Friday, September 30, 2011

It's Not a book, it's a Nook

What do you get if you contract the word “Not” and the word “book?” Nook.

We got a Nook as a gift. It wants us to think of it as a new kind of book, but after my first 24 hours with it, it’s more not a book than bookish.

The first thing I miss is sound. If you had asked me to write 10,000 words about reading books, I don’t think I would have ever mentioned hearing the sound of a page turning as one of the essential qualities of reading a book. But with it missing, it trumpets its loss. Reading is such a quiet endeaver, but like libraries, it is not the silence, but the whisper of sound which brings the sacred feel. If I am lost in some ancient past or imagined future, it is never more than two pages before the whisk of a page turning brings me for just a moment back into the only time there really is: now.

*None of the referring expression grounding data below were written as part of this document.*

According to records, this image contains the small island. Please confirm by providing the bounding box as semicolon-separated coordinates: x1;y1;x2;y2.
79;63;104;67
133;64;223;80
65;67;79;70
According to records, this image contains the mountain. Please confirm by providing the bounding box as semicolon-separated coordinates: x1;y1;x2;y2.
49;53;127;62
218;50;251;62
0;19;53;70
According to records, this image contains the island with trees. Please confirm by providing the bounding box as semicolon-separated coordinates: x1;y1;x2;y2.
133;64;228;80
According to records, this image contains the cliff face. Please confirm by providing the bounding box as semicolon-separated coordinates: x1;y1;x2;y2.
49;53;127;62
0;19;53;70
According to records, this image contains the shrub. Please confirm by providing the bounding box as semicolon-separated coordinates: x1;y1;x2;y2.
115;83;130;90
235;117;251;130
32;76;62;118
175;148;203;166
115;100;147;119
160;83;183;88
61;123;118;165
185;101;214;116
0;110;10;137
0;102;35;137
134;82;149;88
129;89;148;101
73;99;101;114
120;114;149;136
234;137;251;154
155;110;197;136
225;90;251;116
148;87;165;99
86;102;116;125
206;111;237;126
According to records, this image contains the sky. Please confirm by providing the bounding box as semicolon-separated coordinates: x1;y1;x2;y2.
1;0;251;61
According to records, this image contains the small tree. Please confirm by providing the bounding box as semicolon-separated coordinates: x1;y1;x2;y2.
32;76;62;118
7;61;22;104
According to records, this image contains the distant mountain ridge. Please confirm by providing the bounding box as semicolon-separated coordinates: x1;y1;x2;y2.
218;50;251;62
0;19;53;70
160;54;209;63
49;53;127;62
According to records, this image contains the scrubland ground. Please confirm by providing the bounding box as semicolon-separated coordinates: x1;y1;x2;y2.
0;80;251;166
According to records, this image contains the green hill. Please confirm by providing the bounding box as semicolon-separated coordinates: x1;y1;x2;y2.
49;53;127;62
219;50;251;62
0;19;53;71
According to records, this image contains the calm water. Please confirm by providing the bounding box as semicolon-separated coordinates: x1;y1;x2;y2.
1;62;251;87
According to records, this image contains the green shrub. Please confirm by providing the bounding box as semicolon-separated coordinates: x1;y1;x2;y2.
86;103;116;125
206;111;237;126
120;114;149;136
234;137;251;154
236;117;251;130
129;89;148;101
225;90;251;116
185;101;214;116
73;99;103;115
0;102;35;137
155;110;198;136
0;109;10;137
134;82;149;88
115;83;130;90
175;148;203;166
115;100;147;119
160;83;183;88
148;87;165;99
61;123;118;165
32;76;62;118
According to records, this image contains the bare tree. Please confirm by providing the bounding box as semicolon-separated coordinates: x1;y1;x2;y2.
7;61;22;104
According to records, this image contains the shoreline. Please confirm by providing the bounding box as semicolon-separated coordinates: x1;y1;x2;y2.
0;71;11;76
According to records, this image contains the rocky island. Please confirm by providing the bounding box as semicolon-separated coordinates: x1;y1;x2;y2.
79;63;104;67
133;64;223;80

The second thing I miss is touch. We hold so much plastic already. Computer mice, keyboards, phones, even our steering wheels. Plastic has an oily lack of presence, and I think it has been important, at least once a day, to hold a book. To wipe the dinosauric smudges from our fingers like napkins at a KFC. To feel the heft of something that used to be a tree, and still loves us. To feel the heft of the words some poor author sweat and strained at. To thumb through pages to find your place. To have to find some little thing to mark where you left off. To have a book be a thing that takes up space on your shelves, in your life, on your bed table. Something to pile high to show you that you think, that you stop working and relax, that you and the real world interact.

It’s sweet that the Nook allows you (in such a limited way!) to change the font. But it does it so sloppily! Firstly, it doesn’t actually ever even see the book itself! It downloads only text. So it comes makes no effort at all at formatting, and certainly pays no attention to design! Its inventors must have grown up in Levittown where “house” is not a different word from “box” and there must be no difference for them between “weed” and “flower” save function. So when you change the font or size to suit yourself, the “book” reformats by throwing the words at the screen like darts: as long as it lands anywhere on the page it scores. It carries a philosophy that space or shape have nothing to say. Basically, all that is allowed are tabs, line feeds and single spaces between the words. Even page feeds are lost in this tumble of letters.

The Nook has a machine’s sensibilities when it comes to literature. “I got all the words, didn’t I?”